Description
Bug Report
Describe the bug
I have deployed a fluent-bit via a Deployment
which' only job is to gather kubernetes_events and output them somewhere.
This fluent-bit seems to have an issue where sometimes over the timespan of a few minutes to sometimes multiple hours the cpu usage goes to 1 (100% on 1 core).
The deployment only has a request of >1, no limit set, and the node has a lot of spare cpu capacity (32 core system).
My other fluent-bits which are gathering logs and outputting to the same output do not seem to have this issue.
There is no custom parsers in custom_parsers.conf.
I do use the helm chart of fluent-bit with these values:
kind: Deployment
autoscaling:
vpa:
enabled: true
config:
hotReload:
enabled: true
inputs: |
[Input]
Name kubernetes_events
db /var/sync/db
kube_retention_time 15m
Tag k8s-events
customParsers: ""
filters: ""
outputs: |
[Output]
Name forward
Match k8s-events
Retry_Limit 5
Host my-external-fluentd-hostname
Port 15000
extraVolumes:
- name: sync
persistentVolumeClaim:
claimName: fluent-bit-k8s-events-sync
extraVolumeMounts:
- name: sync
mountPath: /var/sync
image:
tag: 3.2.4
rbac:
create: true
eventsAccess: true
replicaCount: 1
serviceMonitor:
enabled: true
updateStrategy:
type: RollingUpdate
rollingUpdate:
maxUnavailable: 1
maxSurge: 1
I can also see on the node that it is fluent-bit itself causing the cpu usage and not the config watcher or hot-reload mechanism:
# ps aux | grep fluent
root 3751 0.0 0.0 1226304 2164 ? Ssl 09:50 0:00 /fluent-bit/bin/fluent-bit-watcher
root 3778 0.1 0.1 125872 19508 ? Sl 09:50 0:02 /fluent-bit/bin/fluent-bit --enable-hot-reload -c /fluent-bit/etc/fluent-bit.conf
root 54668 99.6 0.5 295496 92072 ? Ssl 10:14 5:25 /fluent-bit/bin/fluent-bit --workdir=/fluent-bit/etc --config=/fluent-bit/etc/conf/fluent-bit.conf
To Reproduce
- Run fluent-bit with the given chart values for some days (ensure to create a pvc
fluent-bit-k8s-events-sync
first) - observe cpu usage
Expected behavior
cpu usage should correlate to event amount produced
Your Environment
- Version used: 3.2.4
- Configuration: as can be seen above, manually create a pvc with name
fluent-bit-k8s-events-sync
that can be used to create the db sync - Environment name and version (e.g. Kubernetes? What version?): Kubernetes - AWS EKS v1.31.1-eks-1b3e656
- Server type and version: AWS EC2 Instance
- Operating System and version: Bottlerocket OS 1.29.0 (aws-k8s-1.31)

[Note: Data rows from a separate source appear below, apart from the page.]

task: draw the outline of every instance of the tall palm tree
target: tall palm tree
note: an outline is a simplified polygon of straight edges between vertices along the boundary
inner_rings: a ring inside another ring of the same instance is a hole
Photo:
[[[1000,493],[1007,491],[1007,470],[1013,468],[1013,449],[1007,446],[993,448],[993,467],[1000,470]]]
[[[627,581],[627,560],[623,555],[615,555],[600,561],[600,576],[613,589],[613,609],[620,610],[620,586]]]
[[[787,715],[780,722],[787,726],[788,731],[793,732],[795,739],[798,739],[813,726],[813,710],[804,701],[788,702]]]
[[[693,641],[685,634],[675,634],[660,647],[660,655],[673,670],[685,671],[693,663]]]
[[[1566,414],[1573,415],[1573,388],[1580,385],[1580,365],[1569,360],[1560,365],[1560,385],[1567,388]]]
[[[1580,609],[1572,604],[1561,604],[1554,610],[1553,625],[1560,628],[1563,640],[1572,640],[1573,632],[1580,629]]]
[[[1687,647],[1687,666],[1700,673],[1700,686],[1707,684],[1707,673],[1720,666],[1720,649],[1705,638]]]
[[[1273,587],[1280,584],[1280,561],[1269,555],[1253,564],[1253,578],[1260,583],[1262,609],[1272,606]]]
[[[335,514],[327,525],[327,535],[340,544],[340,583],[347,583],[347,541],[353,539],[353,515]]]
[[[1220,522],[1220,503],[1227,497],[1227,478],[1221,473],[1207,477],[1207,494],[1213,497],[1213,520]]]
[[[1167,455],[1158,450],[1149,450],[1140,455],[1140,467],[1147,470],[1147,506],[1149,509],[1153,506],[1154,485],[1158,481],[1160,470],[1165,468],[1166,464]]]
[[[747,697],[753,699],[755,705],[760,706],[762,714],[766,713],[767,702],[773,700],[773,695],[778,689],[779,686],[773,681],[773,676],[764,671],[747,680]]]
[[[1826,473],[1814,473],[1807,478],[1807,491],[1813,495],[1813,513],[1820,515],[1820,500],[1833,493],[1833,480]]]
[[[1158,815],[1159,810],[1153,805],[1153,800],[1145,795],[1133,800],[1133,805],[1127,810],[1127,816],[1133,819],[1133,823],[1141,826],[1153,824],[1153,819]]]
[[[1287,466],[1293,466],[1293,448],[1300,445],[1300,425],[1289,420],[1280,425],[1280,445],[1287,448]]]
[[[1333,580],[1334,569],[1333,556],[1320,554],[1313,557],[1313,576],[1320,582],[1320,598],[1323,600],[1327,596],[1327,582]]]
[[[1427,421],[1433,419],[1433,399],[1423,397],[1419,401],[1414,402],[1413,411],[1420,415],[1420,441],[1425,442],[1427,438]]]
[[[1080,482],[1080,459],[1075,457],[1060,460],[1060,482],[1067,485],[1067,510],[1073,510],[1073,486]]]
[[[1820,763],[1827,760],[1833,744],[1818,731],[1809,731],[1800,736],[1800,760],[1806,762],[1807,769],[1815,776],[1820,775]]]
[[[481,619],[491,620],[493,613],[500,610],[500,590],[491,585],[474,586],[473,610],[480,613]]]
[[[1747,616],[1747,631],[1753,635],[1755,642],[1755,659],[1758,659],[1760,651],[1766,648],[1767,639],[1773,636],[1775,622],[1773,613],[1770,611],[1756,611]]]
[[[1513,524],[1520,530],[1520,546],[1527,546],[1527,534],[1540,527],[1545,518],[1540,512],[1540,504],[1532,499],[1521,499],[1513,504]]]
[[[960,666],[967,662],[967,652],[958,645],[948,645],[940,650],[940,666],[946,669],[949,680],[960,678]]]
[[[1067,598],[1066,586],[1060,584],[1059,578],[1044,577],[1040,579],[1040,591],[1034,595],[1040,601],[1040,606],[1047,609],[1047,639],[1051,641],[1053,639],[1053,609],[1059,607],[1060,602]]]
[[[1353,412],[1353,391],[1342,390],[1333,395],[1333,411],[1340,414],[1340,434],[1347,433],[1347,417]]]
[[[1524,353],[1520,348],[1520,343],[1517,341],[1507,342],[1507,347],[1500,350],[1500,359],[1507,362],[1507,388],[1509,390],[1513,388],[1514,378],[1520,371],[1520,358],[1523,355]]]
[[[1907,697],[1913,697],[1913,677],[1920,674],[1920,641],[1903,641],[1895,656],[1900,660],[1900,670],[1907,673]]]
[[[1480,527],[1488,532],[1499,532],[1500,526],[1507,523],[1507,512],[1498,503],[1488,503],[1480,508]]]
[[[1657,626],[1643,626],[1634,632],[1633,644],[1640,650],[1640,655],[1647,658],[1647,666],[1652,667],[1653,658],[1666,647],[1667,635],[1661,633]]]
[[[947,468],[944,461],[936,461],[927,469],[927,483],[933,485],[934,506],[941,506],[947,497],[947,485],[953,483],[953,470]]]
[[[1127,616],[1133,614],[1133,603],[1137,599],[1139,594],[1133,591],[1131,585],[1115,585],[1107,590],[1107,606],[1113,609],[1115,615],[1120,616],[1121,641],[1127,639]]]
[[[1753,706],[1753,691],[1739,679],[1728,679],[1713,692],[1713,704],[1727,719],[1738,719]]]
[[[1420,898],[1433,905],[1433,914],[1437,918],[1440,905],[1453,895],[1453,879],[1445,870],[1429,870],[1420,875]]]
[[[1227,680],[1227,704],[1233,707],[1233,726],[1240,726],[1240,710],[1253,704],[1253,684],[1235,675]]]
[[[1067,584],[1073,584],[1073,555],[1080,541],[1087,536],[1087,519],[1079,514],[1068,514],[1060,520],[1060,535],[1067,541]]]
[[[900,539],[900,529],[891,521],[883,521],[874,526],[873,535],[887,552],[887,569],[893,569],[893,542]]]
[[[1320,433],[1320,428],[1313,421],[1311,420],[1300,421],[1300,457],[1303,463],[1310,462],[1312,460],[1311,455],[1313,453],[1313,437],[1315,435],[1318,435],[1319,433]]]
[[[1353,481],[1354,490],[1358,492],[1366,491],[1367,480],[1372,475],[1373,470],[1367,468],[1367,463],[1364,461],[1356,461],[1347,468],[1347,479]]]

- Filters and plugins: none
Additional context
It seems that fluent-bit is still processing events and writing them to the output, but i haven't checked if they are complete.
I do see this behavior across all our clusters, except those where the output is running inside the same cluster (the outputs hostname is an internal kubernetes service in this case).